# CBL ubiquitin ligase targets translation as a degrader E3

**Authors:** Alice T. Wicks, Lori Buetow, Toshiyasu Suzuki, Tobias Schmidt, Sergio Lilla, Abigail Macmillan-Jones, Jennifer Turney, Andrea Gohlke, Martin Bushell, Andreas K. Hock, Danny T. Huang

PMC · DOI: 10.1039/d5sc06141e · Chemical Science · 2025-12-26

## TL;DR

Researchers developed a new PROTAC using the CBL ubiquitin ligase to degrade eIF4E, disrupting protein translation and expanding options for targeting hard-to-drug proteins.

## Contribution

The study demonstrates CBL's novel use as a degrader E3 ligase in PROTACs for targeted protein degradation.

## Key findings

- CBLock peptide enables CBL-mediated ubiquitination and degradation of eIF4E in cells and in vitro.
- eIFTerminator4, a peptidic PROTAC, degrades endogenous eIF4E via lysosomal and proteasomal pathways.
- eIFTerminator4 also reduces eIF4A and eIF4G levels, impairing overall protein translation.

## Abstract

Proteolysis Targeting Chimeras (PROTACs) are heterobifunctional molecules that recruit an ubiquitin ligase (E3) and a neo-substrate into a ternary complex, enabling selective protein degradation.

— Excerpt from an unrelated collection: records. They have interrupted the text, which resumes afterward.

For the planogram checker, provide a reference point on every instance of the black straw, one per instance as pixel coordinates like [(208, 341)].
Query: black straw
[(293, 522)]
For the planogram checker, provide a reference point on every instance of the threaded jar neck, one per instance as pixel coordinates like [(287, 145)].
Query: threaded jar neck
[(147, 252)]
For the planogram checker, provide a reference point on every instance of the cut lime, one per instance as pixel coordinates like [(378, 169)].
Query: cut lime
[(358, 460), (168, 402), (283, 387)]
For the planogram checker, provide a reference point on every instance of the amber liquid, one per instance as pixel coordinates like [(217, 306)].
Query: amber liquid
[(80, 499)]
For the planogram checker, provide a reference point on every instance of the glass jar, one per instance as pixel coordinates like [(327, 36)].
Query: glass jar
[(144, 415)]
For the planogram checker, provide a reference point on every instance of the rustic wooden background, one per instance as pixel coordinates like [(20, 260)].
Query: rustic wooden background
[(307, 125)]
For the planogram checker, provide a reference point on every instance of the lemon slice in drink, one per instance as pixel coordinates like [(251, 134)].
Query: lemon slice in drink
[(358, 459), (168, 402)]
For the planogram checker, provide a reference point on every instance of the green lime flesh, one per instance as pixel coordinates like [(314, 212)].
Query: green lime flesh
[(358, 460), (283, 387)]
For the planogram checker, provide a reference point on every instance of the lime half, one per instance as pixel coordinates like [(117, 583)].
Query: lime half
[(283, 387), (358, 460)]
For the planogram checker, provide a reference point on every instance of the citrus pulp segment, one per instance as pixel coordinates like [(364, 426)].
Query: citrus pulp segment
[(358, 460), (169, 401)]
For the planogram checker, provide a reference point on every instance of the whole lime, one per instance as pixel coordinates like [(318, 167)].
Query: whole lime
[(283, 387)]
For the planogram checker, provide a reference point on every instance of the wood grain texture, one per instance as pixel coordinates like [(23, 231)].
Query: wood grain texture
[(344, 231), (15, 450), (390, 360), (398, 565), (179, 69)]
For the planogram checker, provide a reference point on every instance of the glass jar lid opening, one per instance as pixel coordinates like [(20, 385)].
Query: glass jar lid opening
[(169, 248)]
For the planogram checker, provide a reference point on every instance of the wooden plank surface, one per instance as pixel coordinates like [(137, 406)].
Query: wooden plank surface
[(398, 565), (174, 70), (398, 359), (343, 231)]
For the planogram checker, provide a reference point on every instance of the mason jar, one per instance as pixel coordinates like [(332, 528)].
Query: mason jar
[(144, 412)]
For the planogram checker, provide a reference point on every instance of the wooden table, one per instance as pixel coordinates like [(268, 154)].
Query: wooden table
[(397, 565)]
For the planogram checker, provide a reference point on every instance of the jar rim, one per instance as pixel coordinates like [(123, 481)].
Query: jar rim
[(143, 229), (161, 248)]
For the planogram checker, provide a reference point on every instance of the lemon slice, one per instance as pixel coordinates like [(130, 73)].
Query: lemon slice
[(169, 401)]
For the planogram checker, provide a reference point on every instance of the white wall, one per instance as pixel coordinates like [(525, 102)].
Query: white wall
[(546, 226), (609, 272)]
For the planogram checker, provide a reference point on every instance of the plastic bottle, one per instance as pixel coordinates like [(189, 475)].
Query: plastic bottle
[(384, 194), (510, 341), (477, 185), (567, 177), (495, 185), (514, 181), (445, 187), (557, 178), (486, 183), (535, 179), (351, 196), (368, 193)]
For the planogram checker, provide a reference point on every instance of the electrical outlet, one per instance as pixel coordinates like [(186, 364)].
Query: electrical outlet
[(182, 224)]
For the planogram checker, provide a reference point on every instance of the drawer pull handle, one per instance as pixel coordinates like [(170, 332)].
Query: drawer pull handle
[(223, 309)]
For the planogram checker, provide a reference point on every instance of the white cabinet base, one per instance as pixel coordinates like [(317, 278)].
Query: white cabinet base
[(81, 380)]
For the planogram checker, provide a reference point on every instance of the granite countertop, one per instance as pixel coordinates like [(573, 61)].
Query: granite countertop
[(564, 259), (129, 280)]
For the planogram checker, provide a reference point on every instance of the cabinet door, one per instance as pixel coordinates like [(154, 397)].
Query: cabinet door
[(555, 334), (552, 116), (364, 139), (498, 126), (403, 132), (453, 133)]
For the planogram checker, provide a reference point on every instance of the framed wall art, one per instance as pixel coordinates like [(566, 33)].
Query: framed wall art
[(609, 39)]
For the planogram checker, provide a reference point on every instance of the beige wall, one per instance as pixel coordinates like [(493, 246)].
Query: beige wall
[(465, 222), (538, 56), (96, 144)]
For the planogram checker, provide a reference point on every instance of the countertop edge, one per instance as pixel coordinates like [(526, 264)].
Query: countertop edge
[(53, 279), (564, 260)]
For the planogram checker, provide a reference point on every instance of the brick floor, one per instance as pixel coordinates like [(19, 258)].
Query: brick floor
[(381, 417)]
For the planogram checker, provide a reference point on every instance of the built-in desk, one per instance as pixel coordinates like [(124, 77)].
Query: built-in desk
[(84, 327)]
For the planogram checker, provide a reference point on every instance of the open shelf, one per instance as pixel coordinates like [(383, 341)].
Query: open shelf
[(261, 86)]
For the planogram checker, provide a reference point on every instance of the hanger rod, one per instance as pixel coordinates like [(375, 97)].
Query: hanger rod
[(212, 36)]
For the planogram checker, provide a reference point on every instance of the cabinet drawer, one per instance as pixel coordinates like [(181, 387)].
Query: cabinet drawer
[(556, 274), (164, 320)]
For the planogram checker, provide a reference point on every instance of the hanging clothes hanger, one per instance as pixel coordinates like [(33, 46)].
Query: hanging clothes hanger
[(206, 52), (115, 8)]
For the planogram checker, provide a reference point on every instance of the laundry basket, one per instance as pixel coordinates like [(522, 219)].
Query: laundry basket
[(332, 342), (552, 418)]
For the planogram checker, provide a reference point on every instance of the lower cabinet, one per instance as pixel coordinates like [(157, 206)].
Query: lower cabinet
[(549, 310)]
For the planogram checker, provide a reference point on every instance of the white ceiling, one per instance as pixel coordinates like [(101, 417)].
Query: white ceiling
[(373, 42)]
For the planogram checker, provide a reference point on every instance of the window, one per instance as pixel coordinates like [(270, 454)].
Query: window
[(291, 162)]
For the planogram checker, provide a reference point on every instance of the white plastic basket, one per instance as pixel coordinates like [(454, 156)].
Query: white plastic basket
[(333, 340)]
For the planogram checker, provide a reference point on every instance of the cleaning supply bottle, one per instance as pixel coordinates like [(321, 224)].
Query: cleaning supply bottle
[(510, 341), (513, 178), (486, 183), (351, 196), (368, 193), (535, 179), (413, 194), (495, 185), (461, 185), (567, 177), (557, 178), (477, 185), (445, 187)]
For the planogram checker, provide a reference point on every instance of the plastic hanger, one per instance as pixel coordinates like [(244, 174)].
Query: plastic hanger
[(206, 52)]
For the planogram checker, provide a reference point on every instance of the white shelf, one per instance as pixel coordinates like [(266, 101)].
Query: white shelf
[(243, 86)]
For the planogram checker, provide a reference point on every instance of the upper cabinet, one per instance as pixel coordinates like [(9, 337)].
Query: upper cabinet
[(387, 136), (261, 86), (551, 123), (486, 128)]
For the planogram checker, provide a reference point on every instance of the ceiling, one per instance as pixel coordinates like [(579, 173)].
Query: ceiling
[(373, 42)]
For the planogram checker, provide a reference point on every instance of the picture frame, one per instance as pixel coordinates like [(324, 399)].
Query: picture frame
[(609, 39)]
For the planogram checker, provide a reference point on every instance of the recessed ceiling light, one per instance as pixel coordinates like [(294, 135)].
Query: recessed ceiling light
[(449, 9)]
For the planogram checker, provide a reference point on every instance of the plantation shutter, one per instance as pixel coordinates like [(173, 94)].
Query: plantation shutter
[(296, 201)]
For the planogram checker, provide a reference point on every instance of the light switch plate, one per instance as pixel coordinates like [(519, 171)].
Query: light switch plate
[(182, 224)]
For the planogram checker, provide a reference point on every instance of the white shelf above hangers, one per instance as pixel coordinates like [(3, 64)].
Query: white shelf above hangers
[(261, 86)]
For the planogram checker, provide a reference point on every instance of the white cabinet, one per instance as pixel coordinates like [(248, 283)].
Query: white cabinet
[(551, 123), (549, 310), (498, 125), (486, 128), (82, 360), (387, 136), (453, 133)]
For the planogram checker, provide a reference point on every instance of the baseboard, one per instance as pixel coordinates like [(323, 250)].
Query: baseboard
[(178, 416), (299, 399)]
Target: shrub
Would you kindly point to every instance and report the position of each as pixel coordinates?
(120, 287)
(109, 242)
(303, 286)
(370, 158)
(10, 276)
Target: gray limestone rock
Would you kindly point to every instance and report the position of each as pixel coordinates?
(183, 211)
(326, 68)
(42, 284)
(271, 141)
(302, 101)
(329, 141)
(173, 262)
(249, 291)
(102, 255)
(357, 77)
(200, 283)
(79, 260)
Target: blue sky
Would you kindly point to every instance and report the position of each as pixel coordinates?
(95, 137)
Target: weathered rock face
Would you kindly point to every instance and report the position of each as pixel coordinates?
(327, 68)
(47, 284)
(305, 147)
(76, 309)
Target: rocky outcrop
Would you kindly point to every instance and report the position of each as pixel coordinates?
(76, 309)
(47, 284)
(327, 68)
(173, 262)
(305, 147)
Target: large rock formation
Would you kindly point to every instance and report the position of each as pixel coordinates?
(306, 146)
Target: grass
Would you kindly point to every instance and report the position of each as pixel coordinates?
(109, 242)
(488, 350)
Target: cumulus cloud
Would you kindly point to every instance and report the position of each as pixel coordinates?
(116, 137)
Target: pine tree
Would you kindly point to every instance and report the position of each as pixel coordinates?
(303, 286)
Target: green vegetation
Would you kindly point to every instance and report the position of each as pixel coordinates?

Despite the presence of over 600 E3s, only a handful are utilised in PROTAC application, potentially limiting the number of druggable targets. Here, we investigate whether Casitas B-cell lymphoma (CBL) can be harnessed as a degrader E3 to promote ubiquitination and degradation of the eukaryotic translation initiation factor 4E (eIF4E). Using a selective CBL binding peptide, CBLock, we demonstrate that CBL facilitates the ubiquitination of CBLock-eIF4E fusion in cells and in in vitro reconstituted assays. We further developed peptidic PROTACs, termed eIFTerminators, by linking CBLock to an eIF4E-binding peptide. Among them, eIFTerminator4 rapidly eliminates endogenous eIF4E via both lysosomal and proteasomal pathways. Unexpectedly, eIFTerminator4 also caused a decrease in eIF4A and eIF4G levels, leading to a reduction in overall protein translation in cells. Our findings establish proof-of-concept that CBL can function as a degrader E3, expanding the arsenal of E3s available for targeted protein degradation in combating challenging drug targets.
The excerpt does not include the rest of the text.